«No al raddoppio, opera inutile»

4 Agosto 2024

In 300 contro il progetto della Pescara-Roma: fermate gli espropri di case e terreni

MANOPPELLO. «Non vogliamo essere ridotti alla fame da Rfi». «No alla devastazione, sì alle alternative non devastanti». Gli striscioni campeggiano sui balconi di una delle abitazioni di via Verdi, a Manoppello Scalo, a ridosso del tracciato ferroviario, che cadrà giù quando arriveranno le ruspe per l’avvio dei lavori per il raddoppio della tratta Pescara-Roma. Oltre 300 persone ieri mattina alla protesta, organizzata dal comitato Comferr, presieduto da Katia Colalongo, per chiedere il blocco degli espropri (che stanno già arrivando ai destinatari) di beni immobili, tra cui terreni, e la riproposizione della variante «come alternativa alla distruzione di case e aziende». Presenti alla manifestazione tanti cittadini che stanno per perdere la casa o un terreno, il deputato Pd Luciano D'Alfonso, che ha promesso una interrogazione alla Camera sulla questione, i sindaci e amministratori della Val Pescara, Chieti, Abbateggio, Lettomanoppello, Scafa, Alanno, Turrivalignani, i consiglieri regionali di opposizione, tra cui Antonio Di Marco, Silvio Paolucci e Giulio Sottanelli, che hanno annunciato una campagna contro gli espropri, e anche consiglieri provinciali.
«Chiedo a Marsilio», dice Colalongo, «come la Regione intenda pagare le spese dei trasporti potenziati, una volta completata l’opera, e chi paga i sottoservizi a carico dei Comuni. Il progetto di Rfi, che non è cambiato nonostante le nostre battaglie, sta svalutando i fabbricati che dopo il raddoppio non varranno più nulla, distruggerà le imprese e i negozi, le barriere antirumore taglieranno in due i territori e bloccheranno la visuale. Ci ritroveremo davanti casa un muro alto sette metri». E per dare l’idea di cosa significhi i manifestanti issano uno striscione nero a rappresentare la barriera che dividerà il paese. «Il raddoppio potrebbe essere giustificato dopo Tivoli», va avanti Colalongo, «ma non da noi perché gli attuali numeri del trasporto su treno non arrivano neppure al 40%. I treni sono vuoti, gli utenti preferiscono il bus perché più rapido.

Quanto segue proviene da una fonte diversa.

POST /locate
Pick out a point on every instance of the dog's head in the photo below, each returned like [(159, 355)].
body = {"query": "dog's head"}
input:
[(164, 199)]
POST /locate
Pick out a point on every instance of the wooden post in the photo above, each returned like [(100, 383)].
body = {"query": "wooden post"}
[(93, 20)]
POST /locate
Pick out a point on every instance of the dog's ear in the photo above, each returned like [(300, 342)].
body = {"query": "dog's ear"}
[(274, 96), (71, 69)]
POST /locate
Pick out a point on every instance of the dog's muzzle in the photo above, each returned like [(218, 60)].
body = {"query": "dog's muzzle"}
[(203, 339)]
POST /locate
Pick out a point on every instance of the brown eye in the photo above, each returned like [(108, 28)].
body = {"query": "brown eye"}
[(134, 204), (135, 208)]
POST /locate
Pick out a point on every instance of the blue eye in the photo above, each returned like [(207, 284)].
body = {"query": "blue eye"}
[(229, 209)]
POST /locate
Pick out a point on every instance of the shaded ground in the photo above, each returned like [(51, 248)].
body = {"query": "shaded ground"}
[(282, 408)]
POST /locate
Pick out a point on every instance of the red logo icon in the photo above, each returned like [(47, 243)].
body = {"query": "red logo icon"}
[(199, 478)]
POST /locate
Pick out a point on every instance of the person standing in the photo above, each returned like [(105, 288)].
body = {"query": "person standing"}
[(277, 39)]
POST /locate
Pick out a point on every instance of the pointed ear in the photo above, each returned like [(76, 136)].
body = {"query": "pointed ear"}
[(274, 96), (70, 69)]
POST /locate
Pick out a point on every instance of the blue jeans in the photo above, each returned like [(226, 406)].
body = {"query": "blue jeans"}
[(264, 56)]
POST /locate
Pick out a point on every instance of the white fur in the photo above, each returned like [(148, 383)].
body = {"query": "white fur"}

Gli espropriati stanno già ricevendo le lettere e sono alla disperazione più totale perché se è vero che Rfi vorrebbe completare i lavori entro il 2026, abbiamo pochissimo tempo ancora per bloccare i provvedimenti di esproprio dei terreni, alcuni dei quali purtroppo già in essere».
Il comitato si batte da mesi per ottenere la variante bocciata in toto dal sindaco di Manoppello, Giorgio De Luca, secondo il quale «la variante è un progetto impattante con i suoi 8 chilometri da Brecciarola a Scafa». (c.co.)